I do not care whether an advocate is a solicitor or a barrister so long as they meet the highest possible standards. I care only that s/he is able to compete fairly for work. I care only that s/he receives the work on merit – because s/he is the best available advocate and not because s/he is paying for it directly, or indirectly, through some artificial construct. Any other reason for briefing an advocate damages the integrity of our Justice System and is not in in the interests of the lay client or the public at large. It may be some people think these are pious sentiments. I happen to think they are a rather important expression of principle which we should not abandon. I am frankly delighted that both the MoJ and the Lord Chancellor appear to have agreed. If you have not seen reports of what the Lord Chancellor said to the Judges on Wednesday evening, you should read this SPEECH. I believe the Lord Chancellor intends to make good on this public declaration.

In work done over the last year the Bar Council has conclusively proved to the MoJ that fully engaged junior barristers who do nothing but criminal legal aid work have had significantly declining incomes in each of the last three years. The MoJ now accepts these figures. This is new. It is, I believe, the key reason why the Government has accepted that AGFS should be cut no further. This is a key success of engagement. The same work has identified how the AGFS flattens income and removes the sort of career progression and increasing incomes that is a feature of almost all professions where increasing skill and experience are valued. The only way to sort this out is to design a new system. That work has begun – criminal barristers from all over the country have been quietly and conscientiously engaged in the design process for some time. We are creating a new system that will reward hard work. But such work is not possible if you shriek demands, thump the table and do not engage.

In a decade of being a pupil supervisor, I have been proud to watch the talented young men and women I have tried to help teach develop and flourish. To watch them flee criminal work because they have seen little future in it has been truly depressing. Quality and independence are the two touchstones without with the Bar has no justification for existence. Independence is secured when advocates all compete on the same basis and with the same set of rules. No advocate is automatically good or bad because they are from one profession or another. Advocates (prosecution and defence) are of the quality that the public and clients deserve because of training, experience and dedication that is maintained over the entire course of a career.

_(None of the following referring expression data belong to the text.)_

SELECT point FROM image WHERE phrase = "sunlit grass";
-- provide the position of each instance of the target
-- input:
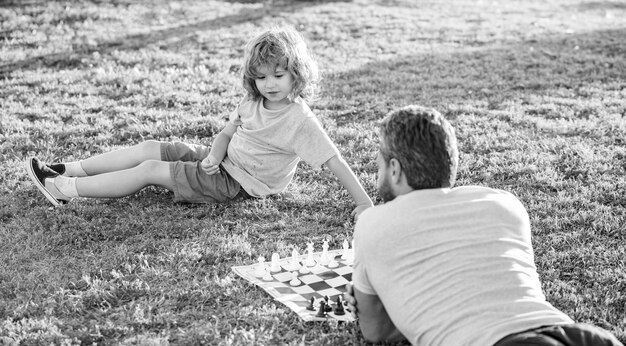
(535, 90)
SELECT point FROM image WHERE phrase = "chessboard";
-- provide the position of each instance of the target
(320, 286)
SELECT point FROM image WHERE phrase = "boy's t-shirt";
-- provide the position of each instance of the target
(452, 266)
(265, 150)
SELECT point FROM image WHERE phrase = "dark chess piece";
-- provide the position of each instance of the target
(339, 307)
(311, 306)
(322, 311)
(329, 308)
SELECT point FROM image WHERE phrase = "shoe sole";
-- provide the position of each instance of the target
(40, 186)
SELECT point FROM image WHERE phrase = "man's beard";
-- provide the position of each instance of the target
(384, 191)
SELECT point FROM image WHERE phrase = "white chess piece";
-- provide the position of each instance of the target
(260, 268)
(268, 275)
(310, 261)
(275, 265)
(324, 259)
(295, 264)
(294, 279)
(304, 269)
(333, 263)
(346, 249)
(350, 258)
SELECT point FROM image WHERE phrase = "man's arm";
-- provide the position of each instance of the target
(210, 164)
(375, 324)
(342, 171)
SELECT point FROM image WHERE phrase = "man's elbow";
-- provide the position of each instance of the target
(374, 335)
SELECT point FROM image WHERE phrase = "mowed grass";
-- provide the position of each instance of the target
(536, 91)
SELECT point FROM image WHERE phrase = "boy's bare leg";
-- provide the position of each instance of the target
(122, 158)
(127, 181)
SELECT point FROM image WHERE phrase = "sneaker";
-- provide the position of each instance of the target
(57, 167)
(43, 177)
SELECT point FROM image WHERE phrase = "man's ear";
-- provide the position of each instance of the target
(396, 170)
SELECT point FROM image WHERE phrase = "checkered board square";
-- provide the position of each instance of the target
(321, 281)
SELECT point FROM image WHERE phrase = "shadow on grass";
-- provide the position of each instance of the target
(564, 64)
(134, 42)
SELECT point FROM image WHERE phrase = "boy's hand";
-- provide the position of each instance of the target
(209, 166)
(358, 210)
(348, 297)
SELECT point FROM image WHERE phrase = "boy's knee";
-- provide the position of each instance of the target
(150, 147)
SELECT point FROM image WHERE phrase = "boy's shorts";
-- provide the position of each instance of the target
(191, 183)
(578, 334)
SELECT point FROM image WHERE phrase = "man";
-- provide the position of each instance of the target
(448, 266)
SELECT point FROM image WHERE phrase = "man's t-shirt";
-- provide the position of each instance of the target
(452, 266)
(265, 150)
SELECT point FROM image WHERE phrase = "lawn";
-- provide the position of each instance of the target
(535, 89)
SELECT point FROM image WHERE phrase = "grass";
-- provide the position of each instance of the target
(535, 90)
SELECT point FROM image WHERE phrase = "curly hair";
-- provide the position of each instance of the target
(424, 143)
(283, 47)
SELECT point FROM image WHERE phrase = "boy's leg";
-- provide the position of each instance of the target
(122, 159)
(127, 181)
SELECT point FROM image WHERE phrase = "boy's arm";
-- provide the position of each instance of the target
(375, 324)
(342, 171)
(218, 149)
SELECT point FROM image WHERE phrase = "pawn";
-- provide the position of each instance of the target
(304, 270)
(322, 311)
(310, 261)
(260, 268)
(333, 263)
(324, 259)
(275, 264)
(346, 249)
(294, 279)
(328, 307)
(311, 305)
(339, 310)
(268, 275)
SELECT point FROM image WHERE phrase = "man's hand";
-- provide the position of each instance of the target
(348, 297)
(209, 166)
(359, 209)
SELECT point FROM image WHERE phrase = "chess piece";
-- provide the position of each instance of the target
(268, 275)
(339, 310)
(275, 265)
(324, 259)
(311, 306)
(294, 279)
(260, 269)
(327, 307)
(346, 249)
(350, 255)
(304, 270)
(295, 264)
(333, 263)
(322, 311)
(310, 261)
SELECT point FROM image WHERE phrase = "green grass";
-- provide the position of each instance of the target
(536, 91)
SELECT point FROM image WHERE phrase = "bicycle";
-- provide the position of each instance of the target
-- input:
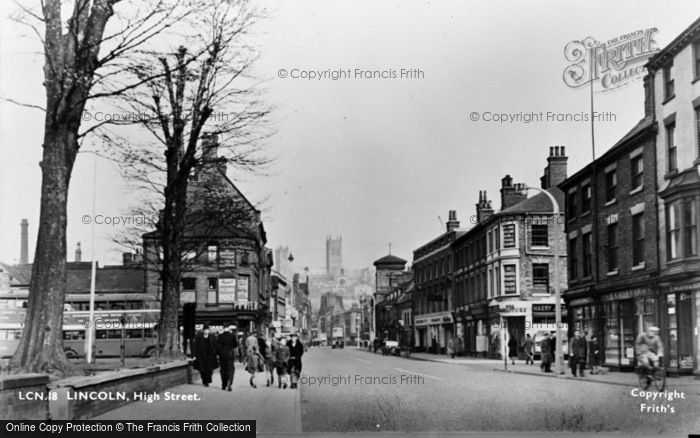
(648, 374)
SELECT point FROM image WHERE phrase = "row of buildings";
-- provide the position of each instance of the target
(627, 240)
(227, 278)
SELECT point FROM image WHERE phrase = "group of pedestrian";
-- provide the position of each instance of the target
(259, 354)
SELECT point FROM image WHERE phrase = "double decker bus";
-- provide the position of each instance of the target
(132, 315)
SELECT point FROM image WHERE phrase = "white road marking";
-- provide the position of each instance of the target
(418, 374)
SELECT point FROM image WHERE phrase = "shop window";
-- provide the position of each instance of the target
(612, 247)
(539, 235)
(637, 164)
(638, 248)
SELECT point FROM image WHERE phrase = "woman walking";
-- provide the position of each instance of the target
(282, 362)
(255, 363)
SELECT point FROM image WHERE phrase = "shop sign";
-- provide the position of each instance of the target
(625, 294)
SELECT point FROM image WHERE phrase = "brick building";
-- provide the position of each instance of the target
(504, 266)
(674, 76)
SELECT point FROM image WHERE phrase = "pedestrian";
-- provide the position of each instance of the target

I have only been involved in this process since writing large parts of the CBA response on fees in the two consultations in 2013. I have no direct experience of bar politics and meetings before then. I have of course been one of thousands of barristers who have become increasingly cross about the devaluation of our skills and our profession over the two decades or so I have been an advocate. I have no personal knowledge of the inside track of what was talked about at various turning points in our history before being elected Vice Chairman last year. But I sat in meetings with civil servants at the start of last year and saw our arguments being summarily dismissed. We engaged in “no returns” last year with great determination and courage and succeeded. The cost to the most junior Bar was very high. Since May of last year a great deal has been achieved by engagement. The numbers now show that we were right about what has happened to the junior Bar in recent years. What is more, the concerns we have so often expressed about flight from the Bar by the young (and women in particular) are now accepted by the MoJ. In recent months we have been pressing the MoJ to indicate how it intends to respond to the issues identified in the Jeffrey Report. Work is now well underway that I think will mean concrete proposals to be publicly consulted upon in September this year.

I believe this Lord Chancellor and the MoJ have at last come to see a thriving independent Bar as a crucial component of the Criminal Justice System and we are about to see significant changes that will enable us to survive. This is what you can achieve if you engage.

I urge you all to vote one way or the other.